Comment s'y rendre ?
Jökulsárlón se trouve sur la Route 1 (route circulaire), à environ 380 km à l'est de Reykjavik. La lagune est clairement signalée depuis la chaussée. En longeant la route vers l'est depuis la capitale, on passe par Vík puis par Skaftafell, où se trouve la cascade Svartifoss et ses colonnes de basalte, avant d'atteindre la lagune.
Le parking principal est payant (environ 1 000 ISK, règlement via l'application Parka), avec une validité couvrant aussi les parkings de Diamond Beach sur la même journée. Pour éviter ces frais, deux zones de stationnement gratuites se trouvent sur le bas-côté de la Route 1, à 600 m et 1,3 km du pont, depuis lesquelles on rejoint le site à pied.
Temps de trajets approximatifs
Reykjavik : ~4h30 / ~379 km
Quand visiter Jökulsárlón ?
La lagune est accessible toute l'année, sans frais d'entrée. L'expérience change selon la saison, mais aucune période n'est décevante à condition d'adapter ses attentes.
En été (juin-août), les bateaux fonctionnent à plein régime, les journées sont longues et la lumière de minuit donne aux icebergs des reflets inhabituels.

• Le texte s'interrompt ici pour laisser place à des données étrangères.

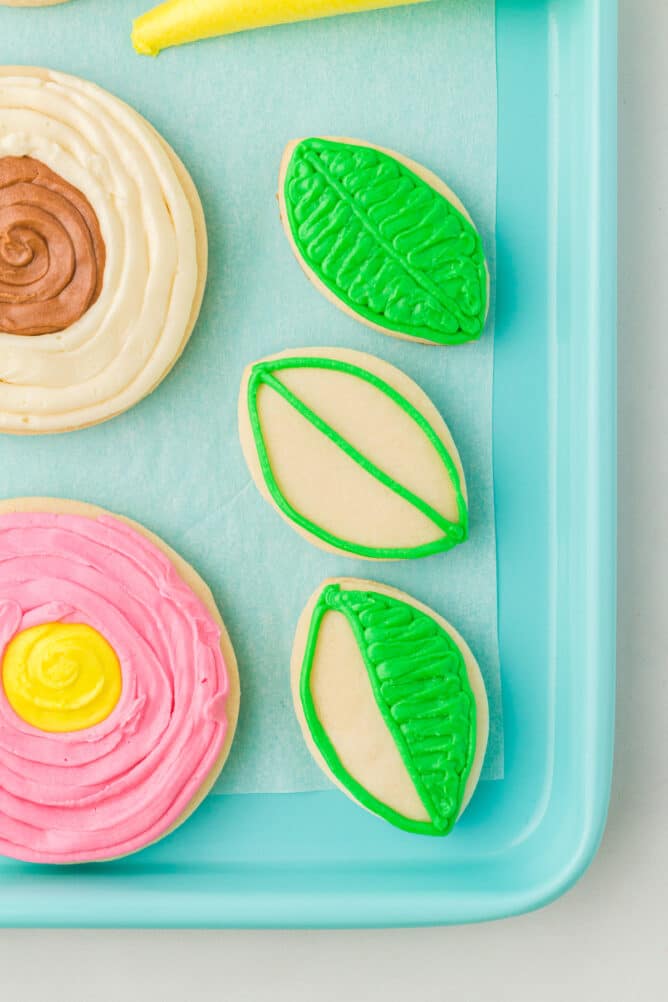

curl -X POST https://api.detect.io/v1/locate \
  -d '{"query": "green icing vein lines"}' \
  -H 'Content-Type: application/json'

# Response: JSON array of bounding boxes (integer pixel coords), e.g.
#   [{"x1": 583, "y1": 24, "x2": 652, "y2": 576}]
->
[
  {"x1": 283, "y1": 138, "x2": 488, "y2": 345},
  {"x1": 243, "y1": 356, "x2": 469, "y2": 560},
  {"x1": 299, "y1": 584, "x2": 476, "y2": 836}
]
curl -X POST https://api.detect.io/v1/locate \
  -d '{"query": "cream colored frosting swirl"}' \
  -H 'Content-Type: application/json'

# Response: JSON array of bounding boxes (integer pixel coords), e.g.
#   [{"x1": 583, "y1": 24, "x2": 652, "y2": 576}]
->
[
  {"x1": 0, "y1": 156, "x2": 105, "y2": 335},
  {"x1": 0, "y1": 67, "x2": 206, "y2": 432}
]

Les phoques se montrent volontiers, surtout en juillet. La fréquentation est maximale sur cette période, ce qui peut allonger l'attente au parking et aux bateaux.
Au printemps et en automne, la fréquentation baisse, les conditions météo restent correctes et les excursions en bateau restent disponibles jusqu'en octobre. C'est souvent la meilleure fenêtre pour profiter du site au calme tout en accédant aux activités estivales.
En hiver, la lagune prend un autre visage. Les icebergs peuvent être partiellement figés, les aurores boréales apparaissent au-dessus de l'eau lors des nuits dégagées, et les grottes de glace sont à leur meilleur. La Route 1 reste généralement praticable en voiture standard, mais les conditions sur ce tronçon du sud-est peuvent changer rapidement : consulter road.is avant le départ reste recommandé. Jökulsárlón s'inscrit dans un axe riche en sites naturels : la région du Sud de l'Islande concentre sur la même route des cascades, des glaciers et des plages de sable noir qui se visitent en plusieurs jours.